Off-CPU-time analysis
24 Jul 2024Off-CPU analysis is where the program behavior when it is not running is
recorded and analysed. See Brendan Gregg’s eBPF based off-CPU
analysis. While on-CPU
performance monitoring tools such as perf
give you an idea of where the
program is actively spending its time, they won’t tell you where the program
is spending time blocked waiting for an action. Off-CPU analysis reveals
information about where the program is spending time passively.
Installation
Install the tools from https://github.com/iovisor/bcc/.
Enabling frame pointers
The off-CPU stack trace collection, offcputime-bpfcc
, requires the programs to
be compiled with frame pointers for full backtraces.
OCaml
For OCaml, you’ll need a compiler variant with frame pointers enabled. If you
are installing a released compiler using opam
, you can create one the following
switch command opam switch create 5.2.0+fp 5.2.0 ocaml-option-fp
. Change out
5.2.0
for your preferred OCaml version.
Instead, if you are building the OCaml compiler from source, configure
the
compiler with --enable-frame-pointers
option:
$ ./configure --enable-frame-pointers
Lastly, there is an option to create an opam switch with the development branch
of the compiler. The instructions are in ocaml/HACKING.adoc
. In order to
create an opam switch from the current working directory, do:
$ opam switch create . 'ocaml-option-fp' --working-dir
glibc
The libc is not compiled with frame pointers by default. This will lead to many truncated stack traces.
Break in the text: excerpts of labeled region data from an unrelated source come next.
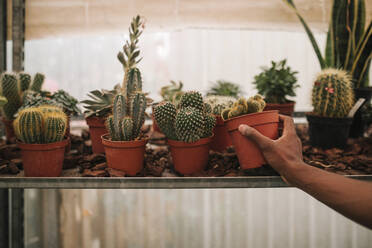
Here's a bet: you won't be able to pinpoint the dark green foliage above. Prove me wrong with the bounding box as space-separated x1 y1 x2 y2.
253 59 299 103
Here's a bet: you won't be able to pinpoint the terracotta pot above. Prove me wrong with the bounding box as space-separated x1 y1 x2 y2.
225 110 279 170
264 102 296 116
168 136 213 175
17 138 69 177
85 117 107 153
1 117 15 140
102 134 148 176
211 115 232 152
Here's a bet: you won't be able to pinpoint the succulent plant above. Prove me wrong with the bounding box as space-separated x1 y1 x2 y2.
207 80 242 98
154 91 216 143
13 106 67 144
312 68 354 118
221 94 266 120
253 59 299 104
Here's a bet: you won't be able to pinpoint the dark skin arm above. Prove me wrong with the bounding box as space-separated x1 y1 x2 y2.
239 115 372 229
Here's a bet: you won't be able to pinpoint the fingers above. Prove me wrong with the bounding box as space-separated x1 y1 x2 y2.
239 124 273 150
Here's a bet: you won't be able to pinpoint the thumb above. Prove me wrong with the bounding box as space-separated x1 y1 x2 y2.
239 124 273 150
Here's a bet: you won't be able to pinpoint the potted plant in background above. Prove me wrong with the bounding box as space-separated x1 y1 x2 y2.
81 86 120 153
284 0 372 137
154 91 216 175
205 95 236 152
253 59 299 116
306 68 354 149
102 16 147 176
13 105 69 177
0 72 45 141
221 95 279 170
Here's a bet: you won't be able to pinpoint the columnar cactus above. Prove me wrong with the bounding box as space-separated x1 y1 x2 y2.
312 68 354 118
221 95 266 120
13 106 67 144
154 91 216 143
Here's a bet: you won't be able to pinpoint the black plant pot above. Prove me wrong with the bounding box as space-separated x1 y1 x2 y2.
349 87 372 138
306 114 353 149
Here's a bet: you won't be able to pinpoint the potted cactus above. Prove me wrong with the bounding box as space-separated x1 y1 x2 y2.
253 59 299 116
306 68 354 148
154 91 216 175
81 86 120 153
205 95 236 152
221 95 279 170
0 72 44 140
13 105 69 177
102 16 147 176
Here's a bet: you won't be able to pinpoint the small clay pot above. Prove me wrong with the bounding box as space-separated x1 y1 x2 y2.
102 134 148 176
225 110 279 170
85 117 107 153
211 115 232 152
17 138 69 177
264 101 295 116
168 136 213 175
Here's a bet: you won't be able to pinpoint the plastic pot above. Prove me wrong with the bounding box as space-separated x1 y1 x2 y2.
211 115 232 152
225 110 279 170
17 138 69 177
168 136 213 175
349 87 372 138
264 101 296 116
306 113 353 149
85 117 107 153
102 134 148 176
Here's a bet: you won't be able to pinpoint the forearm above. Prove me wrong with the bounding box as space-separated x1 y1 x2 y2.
283 163 372 229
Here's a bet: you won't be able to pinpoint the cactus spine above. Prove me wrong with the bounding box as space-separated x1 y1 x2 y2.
154 91 216 143
13 106 67 144
312 68 354 118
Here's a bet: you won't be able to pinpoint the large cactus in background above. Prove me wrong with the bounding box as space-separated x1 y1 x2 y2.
312 68 354 118
154 91 216 143
13 106 67 144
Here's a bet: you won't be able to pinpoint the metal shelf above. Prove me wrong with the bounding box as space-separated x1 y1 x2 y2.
0 175 372 189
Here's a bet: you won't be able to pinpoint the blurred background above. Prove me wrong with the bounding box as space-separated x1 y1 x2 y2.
2 0 372 248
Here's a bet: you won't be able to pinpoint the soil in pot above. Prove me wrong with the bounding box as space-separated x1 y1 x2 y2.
86 117 107 153
17 138 69 177
264 101 295 116
225 110 279 170
102 134 148 176
168 136 213 175
211 115 232 152
306 113 353 149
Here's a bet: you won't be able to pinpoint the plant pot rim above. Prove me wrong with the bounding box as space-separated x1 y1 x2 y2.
16 137 70 151
168 134 214 148
101 133 149 148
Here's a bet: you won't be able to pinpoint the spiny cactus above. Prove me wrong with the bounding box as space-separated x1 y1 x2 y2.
154 91 216 143
13 106 67 144
312 68 354 118
221 95 266 120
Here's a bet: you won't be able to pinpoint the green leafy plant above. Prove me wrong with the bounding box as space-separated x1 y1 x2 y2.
13 105 67 144
154 91 216 143
253 59 299 104
221 95 266 120
207 80 242 98
312 68 354 118
284 0 372 88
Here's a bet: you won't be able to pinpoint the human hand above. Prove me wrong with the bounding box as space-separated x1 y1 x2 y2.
239 115 304 177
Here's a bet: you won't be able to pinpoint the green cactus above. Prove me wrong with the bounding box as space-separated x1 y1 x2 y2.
154 91 216 143
312 68 354 118
0 73 22 120
13 106 67 144
30 73 45 92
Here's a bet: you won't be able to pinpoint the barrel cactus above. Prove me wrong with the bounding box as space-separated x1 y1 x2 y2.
221 95 266 120
154 91 216 143
13 106 67 144
312 68 354 118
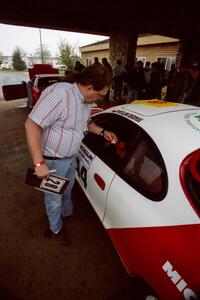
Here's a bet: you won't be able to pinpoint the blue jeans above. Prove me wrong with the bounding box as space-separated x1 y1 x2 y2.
44 155 76 233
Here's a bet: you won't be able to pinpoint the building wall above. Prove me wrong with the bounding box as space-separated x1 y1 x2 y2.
136 42 178 63
80 35 180 70
81 48 109 66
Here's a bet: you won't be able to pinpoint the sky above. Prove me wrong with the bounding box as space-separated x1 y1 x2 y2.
0 23 108 56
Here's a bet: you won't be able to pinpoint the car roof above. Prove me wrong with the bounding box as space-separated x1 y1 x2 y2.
117 99 200 117
106 99 200 156
35 74 64 78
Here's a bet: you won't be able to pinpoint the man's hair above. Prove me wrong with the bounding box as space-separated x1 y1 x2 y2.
66 64 112 91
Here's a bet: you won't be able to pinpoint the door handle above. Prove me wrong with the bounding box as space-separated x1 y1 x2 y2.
94 173 106 191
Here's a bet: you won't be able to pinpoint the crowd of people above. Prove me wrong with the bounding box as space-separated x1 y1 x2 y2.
71 57 200 106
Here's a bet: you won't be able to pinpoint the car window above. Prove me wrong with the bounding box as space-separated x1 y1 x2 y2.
83 113 138 174
83 113 168 201
123 133 168 201
37 77 61 88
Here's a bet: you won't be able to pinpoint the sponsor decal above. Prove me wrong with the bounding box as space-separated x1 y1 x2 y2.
131 99 177 107
184 113 200 131
112 109 143 123
162 261 199 300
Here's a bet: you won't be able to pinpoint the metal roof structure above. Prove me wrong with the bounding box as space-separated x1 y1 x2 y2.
0 0 200 39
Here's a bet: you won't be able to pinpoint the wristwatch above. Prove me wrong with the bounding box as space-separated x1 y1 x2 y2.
34 160 44 168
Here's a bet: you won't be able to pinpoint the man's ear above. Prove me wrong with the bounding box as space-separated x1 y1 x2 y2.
87 84 93 91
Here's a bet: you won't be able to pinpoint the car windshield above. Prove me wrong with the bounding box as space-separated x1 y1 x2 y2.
38 76 62 88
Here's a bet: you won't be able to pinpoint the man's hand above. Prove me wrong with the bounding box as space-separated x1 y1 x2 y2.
35 164 50 179
103 130 118 144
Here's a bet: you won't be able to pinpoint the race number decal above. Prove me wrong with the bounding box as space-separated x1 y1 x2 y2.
76 144 95 188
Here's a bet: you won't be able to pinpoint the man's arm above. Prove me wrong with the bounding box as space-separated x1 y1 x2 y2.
25 118 49 178
88 122 118 143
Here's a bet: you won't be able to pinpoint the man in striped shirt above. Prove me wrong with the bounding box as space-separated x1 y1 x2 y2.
25 65 117 245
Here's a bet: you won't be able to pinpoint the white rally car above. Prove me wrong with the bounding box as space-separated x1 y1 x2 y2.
76 100 200 300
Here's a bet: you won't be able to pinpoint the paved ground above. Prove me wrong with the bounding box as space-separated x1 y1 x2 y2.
0 99 155 300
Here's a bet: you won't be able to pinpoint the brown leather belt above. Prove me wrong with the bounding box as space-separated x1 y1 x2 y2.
43 155 62 160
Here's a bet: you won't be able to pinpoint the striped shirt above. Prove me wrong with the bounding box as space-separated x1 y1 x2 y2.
29 82 91 158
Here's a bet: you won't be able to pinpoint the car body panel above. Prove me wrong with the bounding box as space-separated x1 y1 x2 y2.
77 99 200 300
2 84 27 101
32 73 64 103
77 145 115 221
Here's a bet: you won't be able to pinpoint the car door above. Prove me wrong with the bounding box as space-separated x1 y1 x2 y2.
76 143 115 221
77 113 140 220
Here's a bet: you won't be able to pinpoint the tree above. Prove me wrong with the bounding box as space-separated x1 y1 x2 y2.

On Ubuntu, I did the following to get a glibc with frame pointers enabled:
- Install glibc with frame pointers
$ sudo apt install libc6-prof
- LD_PRELOAD the glibc with frame pointers
$ LD_PRELOAD=/lib/libc6-prof/x86_64-linux-gnu/libc.so.6 ./myapp.exe
Running
On one terminal run the program that you want to analyze:
$ LD_PRELOAD=/lib/libc6-prof/x86_64-linux-gnu/libc.so.6 ./ocamlfoo.exe
On another terminal run offcputime-bpfcc
tool:
$ sudo offcputime-bpfcc --stack-storage-size 2097152 -p $(pgrep -f ocamlfoo.exe) 10 > offcputime.out
The command instruments the watches for 10s and the writes out the stack traces
corresponding to blocking calls in offcputime.out
. We use a large stack
storage size argument so as to not lose stack traces. Otherwise, you will see
many [Missing User Stack]
errors in the back traces.
Caveats
offcputime-bpfcc
must run longer than the program being instrumented by a few
seconds so that the function symbols are resolved. Otherwise you may see
[unknown]
in the backtrace for function names.
Oddities
I still see an order of magnitude difference between the maximum pauses observed
using offcputime-bpfcc
and olly trace
. Something is off.